At home, the use of less polluting cooking systems and proper ventilation of living spaces are recommended, especially in regions where cooking with wood or coal is still common.
Prevention of respiratory infections also plays an essential role. These infections can trigger severe, even fatal, exacerbations. More generally, promoting a healthy lifestyle, including regular physical activity and a balanced diet, helps to maintain good physical condition in the long term.
When should you contact the Doctor?
When faced with an insidious disease such as COPD, knowing when to seek medical advice is essential to limit its impact and improve the prognosis.
It is advisable to see a doctor as soon as persistent respiratory symptoms appear: chronic cough, shortness of breath on exertion, regular mucus production or wheezing. These signs, which are often dismissed as trivial, may in fact indicate the onset of COPD.
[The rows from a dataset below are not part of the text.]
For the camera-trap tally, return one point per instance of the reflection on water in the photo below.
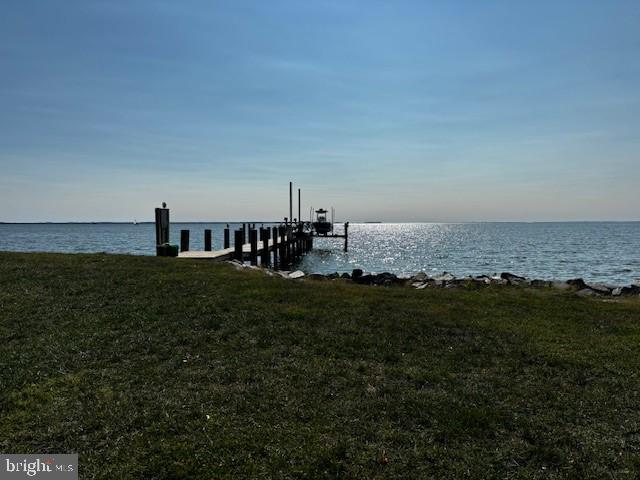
(604, 252)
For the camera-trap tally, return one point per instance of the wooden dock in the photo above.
(228, 253)
(278, 246)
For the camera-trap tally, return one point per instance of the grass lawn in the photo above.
(165, 368)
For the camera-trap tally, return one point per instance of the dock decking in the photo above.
(228, 253)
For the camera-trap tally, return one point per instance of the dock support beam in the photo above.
(275, 246)
(238, 241)
(264, 236)
(162, 229)
(346, 236)
(184, 240)
(253, 238)
(225, 243)
(207, 240)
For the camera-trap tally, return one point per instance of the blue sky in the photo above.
(396, 111)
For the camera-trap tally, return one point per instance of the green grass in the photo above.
(165, 368)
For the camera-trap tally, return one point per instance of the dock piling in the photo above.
(225, 244)
(162, 229)
(184, 240)
(253, 240)
(207, 240)
(264, 234)
(238, 241)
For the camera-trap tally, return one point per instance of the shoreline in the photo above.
(422, 280)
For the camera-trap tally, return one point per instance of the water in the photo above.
(606, 252)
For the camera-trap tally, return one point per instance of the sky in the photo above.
(400, 110)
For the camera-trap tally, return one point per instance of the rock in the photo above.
(577, 283)
(482, 279)
(587, 292)
(510, 277)
(601, 289)
(445, 277)
(317, 276)
(630, 290)
(419, 277)
(385, 278)
(561, 285)
(364, 279)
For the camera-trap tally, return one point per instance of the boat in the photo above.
(322, 226)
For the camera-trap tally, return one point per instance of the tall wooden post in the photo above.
(346, 236)
(264, 261)
(207, 240)
(290, 201)
(275, 247)
(184, 240)
(299, 217)
(253, 239)
(162, 228)
(225, 243)
(283, 246)
(238, 241)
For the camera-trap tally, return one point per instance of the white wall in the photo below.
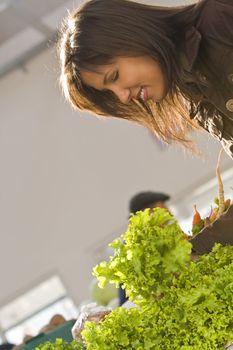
(66, 178)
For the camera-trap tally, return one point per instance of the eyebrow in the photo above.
(106, 78)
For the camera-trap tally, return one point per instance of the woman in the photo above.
(169, 69)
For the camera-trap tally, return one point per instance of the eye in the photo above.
(115, 76)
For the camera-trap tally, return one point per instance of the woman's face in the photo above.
(129, 78)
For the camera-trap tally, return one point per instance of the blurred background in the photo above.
(66, 178)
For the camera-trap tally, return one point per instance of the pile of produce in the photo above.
(180, 303)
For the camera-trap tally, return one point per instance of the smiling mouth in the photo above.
(142, 94)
For someone who has already been diagnosed, it is essential to seek medical advice promptly if their usual symptoms worsen: a stronger cough, thicker or discoloured secretions, increased shortness of breath or the onset of fever. These signs may indicate an exacerbation requiring an adjustment in antibiotic and/or corticosteroid treatment, or even hospitalisation for oxygen therapy, rest and respiratory physiotherapy. Finally, regular monitoring is recommended, even in the absence of worsening symptoms, in order to adapt treatment to the progression of the disease and the patient's needs
Care at Hôpital de La Tour
At Hôpital de La Tour, the care of patients with chronic obstructive pulmonary disease is part of a multi-disciplinary andpersonalised approach.
The hospital has a highly specialised acute care infrastructure, including an experienced pulmonology department, state-of-the-art technical facilities and a continuous care unit adapted to the needs of patients with chronic respiratory diseases (intermediate care, intensive care, respiratory physiotherapy department).
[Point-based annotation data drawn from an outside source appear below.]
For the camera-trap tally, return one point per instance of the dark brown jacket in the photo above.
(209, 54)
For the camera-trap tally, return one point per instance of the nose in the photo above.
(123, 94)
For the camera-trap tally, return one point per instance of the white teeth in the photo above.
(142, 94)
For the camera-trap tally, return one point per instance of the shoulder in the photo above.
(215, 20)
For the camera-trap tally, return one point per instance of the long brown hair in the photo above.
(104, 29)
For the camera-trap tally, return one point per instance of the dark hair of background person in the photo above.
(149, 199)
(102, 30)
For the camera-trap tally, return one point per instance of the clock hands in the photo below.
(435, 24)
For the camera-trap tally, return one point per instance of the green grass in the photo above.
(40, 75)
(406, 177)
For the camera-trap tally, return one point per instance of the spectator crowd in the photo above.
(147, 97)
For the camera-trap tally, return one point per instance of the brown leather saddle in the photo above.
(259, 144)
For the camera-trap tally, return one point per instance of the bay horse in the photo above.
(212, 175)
The management of COPD includes:
- A complete functional assessment, with spirometry, plethysmography, walking test, imaging (chest X-ray, chest CT scan), pulmonary stress test and other additional tests as required.
- Appropriate therapeutic guidance, including optimisation of inhaled treatment, management of comorbidities and therapeutic education.
- An outpatient pulmonary rehabilitation programme, supervised by specialist physiotherapists, aimed at improving exercise capacity and independence in daily life.
- Smoking cessation support
- Regular, personalised outpatient follow-up, allowing for continuous treatment adjustment and prevention of exacerbations.
- Innovative techniques such as virtual reality hypnosis.
FAQ about COPD
Is COPD a rare disease?
No. It affects around 10% of adults over the age of 40 and is one of the leading causes of death worldwide.
Can COPD be cured?
There is currently no cure, but appropriate treatment can slow its progression, reduce symptoms and improve quality of life.
What is a COPD exacerbation?
It is an acute worsening of the usual symptoms (shortness of breath, coughing, sputum production) that may require a change in treatment or hospitalisation.
How does respiratory rehabilitation work?
It is a personalised programme that includes supervised physical exercise, therapeutic education, and nutritional and psychological support.
When should you seek medical advice?
As soon as you experience a persistent cough, unusual shortness of breath, or exposure to a risk factor (smoking, pollution, occupational dust).
Can you live a normal life with COPD?
Yes, with proper treatment, appropriate support, and a healthy lifestyle, many people are able to remain active and independent.